Rob Meilen, vice president and CIO at Hunter Douglas North America in Broomfield, Colo., believes security is such an important part of the company that it cannot be broken out.
It’s easier to maintain security when you’re more centralized. It sort of bakes into the way you do these processes when you’re centralized,” Meilen says.
He oversees an IT team of 120, supplemented by another 30 to 40 workers in outsourced or contract positions. Like other CIOs, Meilen says work often falls into one of two camps, with one focused on new technology-enabled business initiatives and the second focused on keeping everything up and running smoothly.
“We don’t have a formal separation, but in the past two years we’ve been talking more about the different focus of those two areas,” he says, noting that the company is beginning to review how it budgets and allocates resources to reflect those two IT functions.
Meilen says it makes sense. Operations is driven by efficiency; there’s a constant push to do better but use less time and money. The initiative side is driven instead by the need to enable business requirements and to do so quickly.
IT workers, too, seem to fall into these two buckets, Meilen says, although like the work itself, there’s usually some overlap.
[ ALSO ON CSO: Risk's rewards: Organizational models for ERM ]
“We have a lot of our folks who tilt more in one direction or another, but there are very few folks who do only one or the other. The size of our organization doesn’t lend itself to that,” he says, noting that most of his IT workers tilt 70% in one direction, with the remainder focused on doing work or pursuing interests in the second camp.
Although Meilen says there seems to be a natural split. He says he uses that for planning and tracking purposes, but he doesn’t anticipate drawing a stronger line between the two.
“We are moving toward a harder-line distinction in how we budget for costs and allocate costs to business unit customers. We track time for what people work on and our capital spending, we track operational cost spending. We believe we can get a pretty clear picture on how these two spheres are operating without drawing a hard artificial line on an org chart,” he says.

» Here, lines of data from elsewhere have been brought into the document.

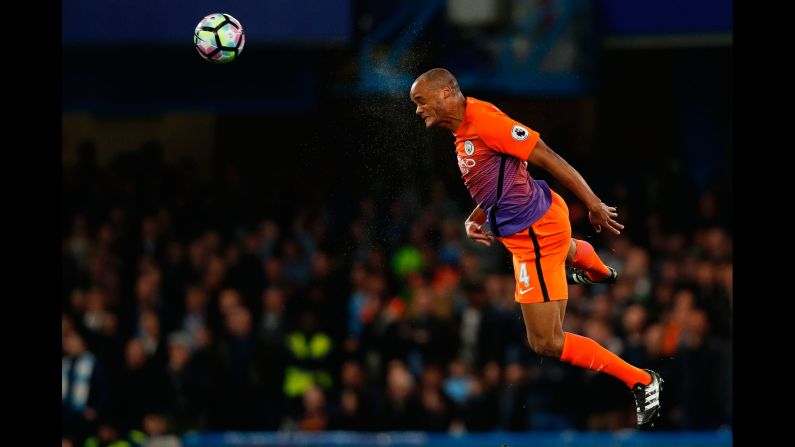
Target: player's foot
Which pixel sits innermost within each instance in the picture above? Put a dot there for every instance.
(647, 400)
(577, 276)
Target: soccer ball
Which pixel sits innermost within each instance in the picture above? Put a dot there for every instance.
(219, 38)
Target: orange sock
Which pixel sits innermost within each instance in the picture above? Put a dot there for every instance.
(587, 259)
(586, 353)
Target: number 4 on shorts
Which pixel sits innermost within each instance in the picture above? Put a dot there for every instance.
(523, 276)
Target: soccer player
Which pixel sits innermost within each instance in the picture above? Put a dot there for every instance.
(532, 221)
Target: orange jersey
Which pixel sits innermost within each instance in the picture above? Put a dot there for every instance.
(492, 151)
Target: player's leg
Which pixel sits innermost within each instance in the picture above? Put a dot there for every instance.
(540, 256)
(588, 267)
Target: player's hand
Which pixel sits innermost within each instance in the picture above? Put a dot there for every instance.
(604, 216)
(476, 233)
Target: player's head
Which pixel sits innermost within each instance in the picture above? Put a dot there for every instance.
(436, 94)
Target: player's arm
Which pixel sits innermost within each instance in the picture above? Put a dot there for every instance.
(599, 214)
(474, 224)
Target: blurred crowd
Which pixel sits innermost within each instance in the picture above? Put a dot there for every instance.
(184, 310)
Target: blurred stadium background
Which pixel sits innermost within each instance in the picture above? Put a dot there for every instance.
(271, 252)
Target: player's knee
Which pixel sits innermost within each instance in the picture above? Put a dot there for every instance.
(547, 346)
(572, 252)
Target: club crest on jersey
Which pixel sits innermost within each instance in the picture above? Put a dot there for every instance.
(469, 147)
(519, 133)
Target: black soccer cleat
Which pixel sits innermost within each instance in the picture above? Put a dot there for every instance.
(577, 276)
(647, 400)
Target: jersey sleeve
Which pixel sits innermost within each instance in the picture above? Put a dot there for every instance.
(506, 135)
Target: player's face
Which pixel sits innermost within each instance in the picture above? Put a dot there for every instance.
(428, 102)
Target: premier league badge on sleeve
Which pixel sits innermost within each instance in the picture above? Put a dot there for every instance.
(469, 147)
(519, 133)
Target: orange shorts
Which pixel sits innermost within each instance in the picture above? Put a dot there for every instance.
(539, 255)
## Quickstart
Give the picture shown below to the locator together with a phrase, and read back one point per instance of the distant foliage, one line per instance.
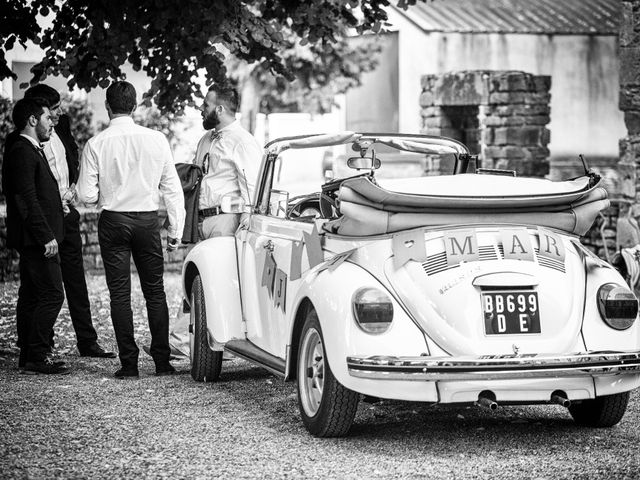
(6, 126)
(80, 117)
(175, 43)
(151, 117)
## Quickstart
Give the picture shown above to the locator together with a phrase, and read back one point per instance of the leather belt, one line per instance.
(210, 212)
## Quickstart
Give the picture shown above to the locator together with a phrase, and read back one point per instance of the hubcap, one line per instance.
(311, 372)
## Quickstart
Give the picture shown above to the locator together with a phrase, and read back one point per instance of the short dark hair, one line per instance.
(41, 90)
(121, 97)
(25, 108)
(227, 96)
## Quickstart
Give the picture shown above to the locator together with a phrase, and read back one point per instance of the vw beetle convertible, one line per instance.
(453, 289)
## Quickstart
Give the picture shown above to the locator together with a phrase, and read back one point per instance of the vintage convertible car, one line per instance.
(453, 289)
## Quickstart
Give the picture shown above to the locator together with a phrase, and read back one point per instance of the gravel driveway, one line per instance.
(89, 425)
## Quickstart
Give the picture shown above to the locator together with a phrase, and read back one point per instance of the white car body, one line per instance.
(442, 250)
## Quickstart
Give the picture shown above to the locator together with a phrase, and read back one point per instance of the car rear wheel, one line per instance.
(327, 408)
(205, 363)
(603, 411)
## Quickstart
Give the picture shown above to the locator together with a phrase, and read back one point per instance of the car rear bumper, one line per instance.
(494, 367)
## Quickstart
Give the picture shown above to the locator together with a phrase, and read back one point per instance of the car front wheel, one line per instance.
(605, 411)
(205, 363)
(327, 408)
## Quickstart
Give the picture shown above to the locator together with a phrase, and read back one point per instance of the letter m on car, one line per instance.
(461, 246)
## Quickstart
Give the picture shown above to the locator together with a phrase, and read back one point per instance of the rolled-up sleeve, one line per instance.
(247, 158)
(88, 188)
(171, 189)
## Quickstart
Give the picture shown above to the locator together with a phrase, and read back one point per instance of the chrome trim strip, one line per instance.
(498, 367)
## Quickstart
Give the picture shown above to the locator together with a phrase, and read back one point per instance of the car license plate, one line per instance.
(510, 312)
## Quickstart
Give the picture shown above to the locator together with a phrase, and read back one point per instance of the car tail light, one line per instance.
(373, 310)
(618, 306)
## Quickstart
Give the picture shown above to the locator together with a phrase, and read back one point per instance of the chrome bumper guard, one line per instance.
(495, 367)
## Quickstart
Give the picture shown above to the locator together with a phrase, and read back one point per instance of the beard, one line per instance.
(211, 121)
(43, 133)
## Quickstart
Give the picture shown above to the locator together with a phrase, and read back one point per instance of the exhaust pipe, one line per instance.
(560, 399)
(487, 401)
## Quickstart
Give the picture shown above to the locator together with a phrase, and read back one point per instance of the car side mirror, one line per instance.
(278, 203)
(363, 163)
(232, 204)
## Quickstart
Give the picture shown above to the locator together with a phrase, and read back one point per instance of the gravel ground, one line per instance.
(89, 425)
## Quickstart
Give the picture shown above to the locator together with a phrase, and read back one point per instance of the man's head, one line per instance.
(50, 95)
(121, 99)
(219, 107)
(31, 116)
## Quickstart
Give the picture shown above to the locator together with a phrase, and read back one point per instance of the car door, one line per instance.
(272, 259)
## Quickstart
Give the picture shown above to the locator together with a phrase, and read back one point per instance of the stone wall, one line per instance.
(91, 248)
(629, 41)
(511, 111)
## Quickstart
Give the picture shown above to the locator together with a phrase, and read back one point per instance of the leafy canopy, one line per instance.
(89, 41)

Daryl Tschoepe doesn’t feel as though security is pigeonholed into one camp or the other. “I think now security has to be part of every discussion. But I guess it’s operational because it has to be there in every aspect.”
He is a 26-year IT veteran, who now works as a technology support manager at Southwestern University in Georgetown, Texas. He says he sees IT work fall into operational and innovation work, but for small departments like his, “we have both factions within a single org.”
The IT leadership at Southwestern encourages that, he says. His CIO asks the 14-member IT team to think about what technology will be needed three years down the line, or how would the technology look if they had to build a new college from the ground up.
Despite such questions, Tschoepe says not everyone has an equal balance between operational and innovation work. He says management has more responsibilities around innovation and strategy, while individual contributors focus more on keeping things running.
“I would think being on the change agent side and being able to demonstrate that kind of track record; it would be easier to move up in your organization or move to other organizations. Organizations don’t usually staff up or hire people to stay the same,” Tschoepe says.
Tschoepe adds: “But if you have someone who can think outside the box and roll with the punches, they’ll be more valuable especially in a small organization like ours where the day-to-day commands can change dramatically.”
He says being in one group only is not a career death knell. “If you’re very specialized in an operational niche that is very important, you can have excellent earning potential,” he says, adding: “I don’t think you limit yourself, but the challenge is if you’re going to go into the operational niche you must focus yourself very narrowly and you go very deep.”